This is off topic, but I feel the need to say it anyway.
When I got home from class today, there were unsubstantiated reports that Gaddafi had been killed. Then I took a nap. I woke up to find that story confirmed and all over the internet, and I have three brief things to say about it. I'm no current events/world politics expert by any means, so forgive me my naïveté.
First, I think it's important that this was done by the Libyan people themselves. They started the uprising, they installed their own interim government, and they killed their tyrant, similar to the situation in Egypt and the other nations involved in the Arab Spring revolts. Iraq is a great counterexample; the United States had it's nose in all of Iraq's business, which is why, in my opinion, the situation has been so prolonged and messy. It harkens back to decolonialization problems in Africa: when and how does a nation leave another? I just feel that it is not the place of the US, or any powerful Western nation, to claim to understand the sentiments of and be able to aid the changes happening in the Arab world. So props to the Libyans who fought for their own freedom in their own country.

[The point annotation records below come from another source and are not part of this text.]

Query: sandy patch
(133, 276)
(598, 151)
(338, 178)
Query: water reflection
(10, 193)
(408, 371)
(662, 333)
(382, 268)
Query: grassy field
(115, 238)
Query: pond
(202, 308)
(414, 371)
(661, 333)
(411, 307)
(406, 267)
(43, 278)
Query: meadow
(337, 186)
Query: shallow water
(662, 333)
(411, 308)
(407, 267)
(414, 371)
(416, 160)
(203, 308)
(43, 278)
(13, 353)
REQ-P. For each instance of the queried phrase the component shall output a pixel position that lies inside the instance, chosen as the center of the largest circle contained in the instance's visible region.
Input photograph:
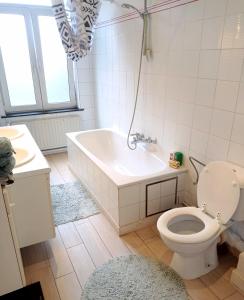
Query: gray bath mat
(71, 202)
(134, 278)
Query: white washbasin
(22, 156)
(10, 132)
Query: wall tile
(202, 118)
(198, 142)
(182, 136)
(217, 148)
(236, 154)
(226, 95)
(222, 123)
(233, 36)
(192, 35)
(230, 66)
(185, 114)
(214, 8)
(235, 6)
(238, 129)
(240, 101)
(209, 62)
(212, 33)
(205, 92)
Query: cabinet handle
(8, 204)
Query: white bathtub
(121, 180)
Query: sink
(22, 156)
(10, 132)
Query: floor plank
(109, 236)
(82, 263)
(69, 287)
(69, 235)
(45, 276)
(93, 243)
(72, 259)
(35, 256)
(58, 257)
(198, 291)
(218, 285)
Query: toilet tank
(239, 214)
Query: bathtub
(131, 187)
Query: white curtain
(76, 21)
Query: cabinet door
(10, 274)
(33, 209)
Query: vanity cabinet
(11, 268)
(32, 209)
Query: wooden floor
(63, 264)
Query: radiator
(49, 133)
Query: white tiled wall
(192, 91)
(85, 91)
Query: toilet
(193, 233)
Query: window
(35, 74)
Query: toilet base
(196, 265)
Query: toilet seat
(211, 226)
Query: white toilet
(193, 233)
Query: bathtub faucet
(140, 138)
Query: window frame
(31, 14)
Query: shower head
(129, 6)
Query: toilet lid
(219, 190)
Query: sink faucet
(140, 138)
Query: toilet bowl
(192, 233)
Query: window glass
(54, 61)
(15, 54)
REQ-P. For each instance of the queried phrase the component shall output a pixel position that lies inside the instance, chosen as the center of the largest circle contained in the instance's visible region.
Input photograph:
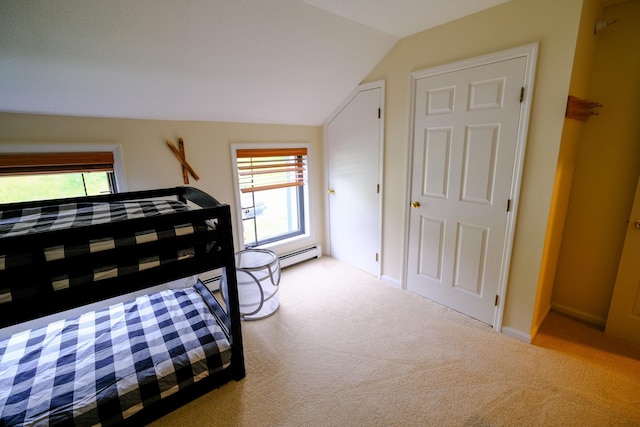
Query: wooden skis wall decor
(180, 154)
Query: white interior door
(353, 137)
(623, 320)
(466, 136)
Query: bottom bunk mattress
(105, 365)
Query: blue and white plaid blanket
(106, 365)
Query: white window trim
(118, 163)
(285, 244)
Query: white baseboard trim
(391, 281)
(580, 315)
(514, 333)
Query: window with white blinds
(40, 176)
(271, 185)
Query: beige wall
(149, 163)
(554, 24)
(606, 173)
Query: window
(272, 193)
(39, 176)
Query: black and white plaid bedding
(72, 215)
(106, 365)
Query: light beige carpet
(346, 349)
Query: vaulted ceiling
(258, 61)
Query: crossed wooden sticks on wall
(180, 154)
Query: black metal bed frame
(213, 250)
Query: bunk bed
(104, 361)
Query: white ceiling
(258, 61)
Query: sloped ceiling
(257, 61)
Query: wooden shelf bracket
(581, 109)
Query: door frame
(380, 84)
(530, 52)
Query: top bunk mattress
(72, 259)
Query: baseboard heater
(212, 279)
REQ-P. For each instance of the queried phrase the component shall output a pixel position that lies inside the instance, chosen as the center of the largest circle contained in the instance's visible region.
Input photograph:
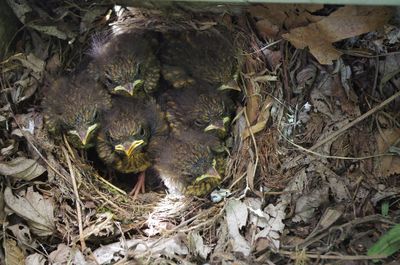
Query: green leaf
(388, 244)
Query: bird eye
(142, 132)
(198, 123)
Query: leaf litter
(313, 163)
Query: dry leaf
(197, 245)
(23, 235)
(261, 120)
(66, 255)
(236, 218)
(273, 218)
(308, 203)
(13, 253)
(346, 22)
(387, 165)
(166, 246)
(35, 259)
(22, 168)
(36, 210)
(283, 16)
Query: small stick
(78, 201)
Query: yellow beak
(129, 148)
(230, 85)
(129, 88)
(211, 173)
(84, 136)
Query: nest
(262, 171)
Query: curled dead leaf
(346, 22)
(22, 168)
(34, 208)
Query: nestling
(199, 107)
(73, 105)
(127, 64)
(199, 55)
(128, 128)
(186, 163)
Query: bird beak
(233, 85)
(218, 126)
(129, 148)
(129, 88)
(85, 136)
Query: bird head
(122, 75)
(83, 125)
(130, 89)
(211, 173)
(130, 147)
(218, 125)
(83, 136)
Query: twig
(349, 125)
(354, 122)
(329, 156)
(78, 201)
(292, 255)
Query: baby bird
(199, 107)
(127, 64)
(205, 55)
(186, 163)
(126, 132)
(72, 105)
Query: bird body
(127, 64)
(199, 107)
(72, 105)
(203, 55)
(186, 163)
(127, 129)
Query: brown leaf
(346, 22)
(34, 208)
(285, 16)
(267, 29)
(14, 255)
(387, 165)
(22, 168)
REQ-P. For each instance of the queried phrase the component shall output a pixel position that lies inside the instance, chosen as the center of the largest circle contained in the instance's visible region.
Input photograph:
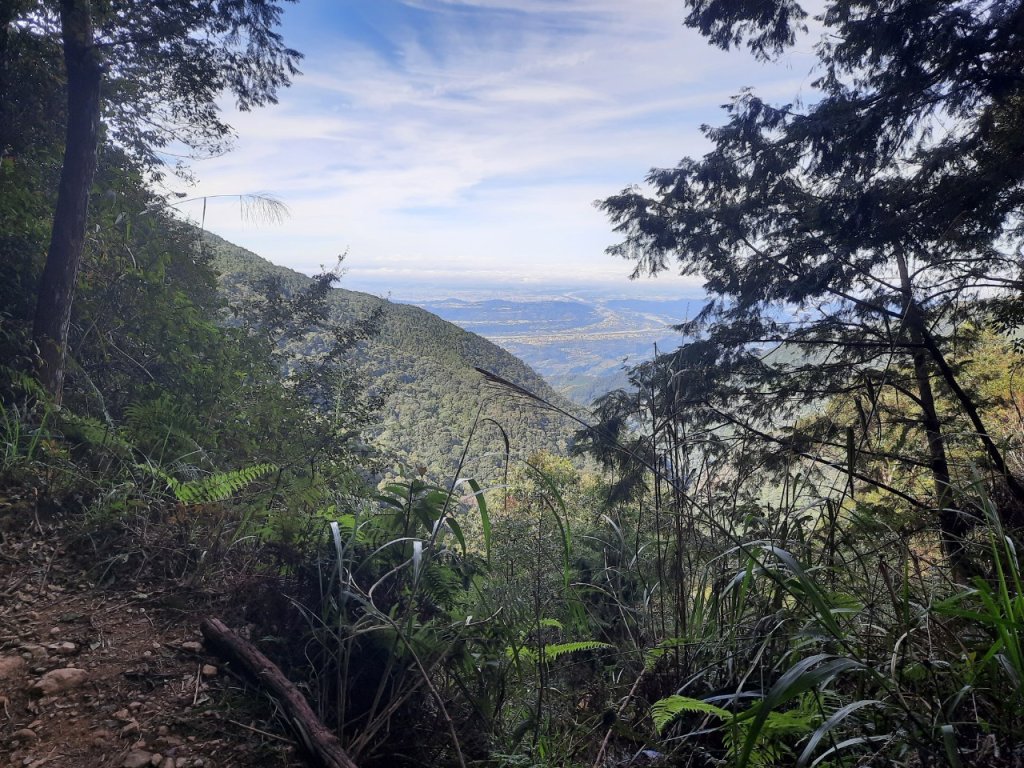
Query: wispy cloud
(470, 137)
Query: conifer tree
(862, 227)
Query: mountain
(424, 369)
(581, 344)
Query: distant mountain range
(580, 344)
(426, 368)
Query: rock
(55, 681)
(136, 759)
(34, 652)
(130, 729)
(11, 666)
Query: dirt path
(111, 677)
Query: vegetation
(801, 546)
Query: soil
(145, 693)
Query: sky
(456, 147)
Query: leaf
(822, 730)
(481, 505)
(666, 710)
(806, 674)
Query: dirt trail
(109, 677)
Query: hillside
(580, 343)
(424, 369)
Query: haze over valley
(580, 342)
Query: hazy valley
(581, 343)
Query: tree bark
(952, 526)
(56, 289)
(321, 742)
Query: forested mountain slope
(423, 369)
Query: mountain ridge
(424, 368)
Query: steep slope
(424, 368)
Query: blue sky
(458, 145)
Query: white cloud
(477, 148)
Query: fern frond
(666, 710)
(221, 485)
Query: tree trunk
(952, 526)
(322, 744)
(56, 289)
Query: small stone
(55, 681)
(35, 652)
(130, 729)
(11, 666)
(136, 759)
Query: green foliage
(215, 487)
(665, 711)
(420, 369)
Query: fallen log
(318, 740)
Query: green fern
(665, 711)
(554, 650)
(216, 487)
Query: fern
(221, 485)
(554, 650)
(665, 711)
(216, 487)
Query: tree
(859, 231)
(162, 67)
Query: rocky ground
(114, 676)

Second, I feel like the world is about to boil over. There have been so many protests and big movements of late. I could just be more attuned to them now than in the past because I'm older and more aware of world news, but something powerful seems to be happening. From immigration marches in the US, to the Arab Spring movements, to the Global Occupy movement, it really feels like someone has lit a fire under everyone's asses, and it's kind of exciting in a watch-from-my-couch sort of way.
Lastly, being the history nerd that I am, I'm intrigued by the label that has been put on this movement, the "Arab Spring". I can't help but be interested in the fact that the next generation will be memorizing that term for their world history classes. It blows my mind a little bit. It also makes me think about the history I study. For example, "Renaissance", renascimento, these are 18th century labels put on an era by a historian named Jacob Burkhardt. And we learn about what was called the Great War while it was happening as the First World War. So how do we label things to study them? Is it fair to think about things in terms of late labels given them by historians? And how does this work when Western news outlets label movements in the Arab world? How can we conceptualize the events happening in Libya, both as they relate to us as the so-called Arab Spring, and as they are being experienced by the Libyans, who, as far as I can guess, are not thinking about this movement in those terms? Something I just can't not think about.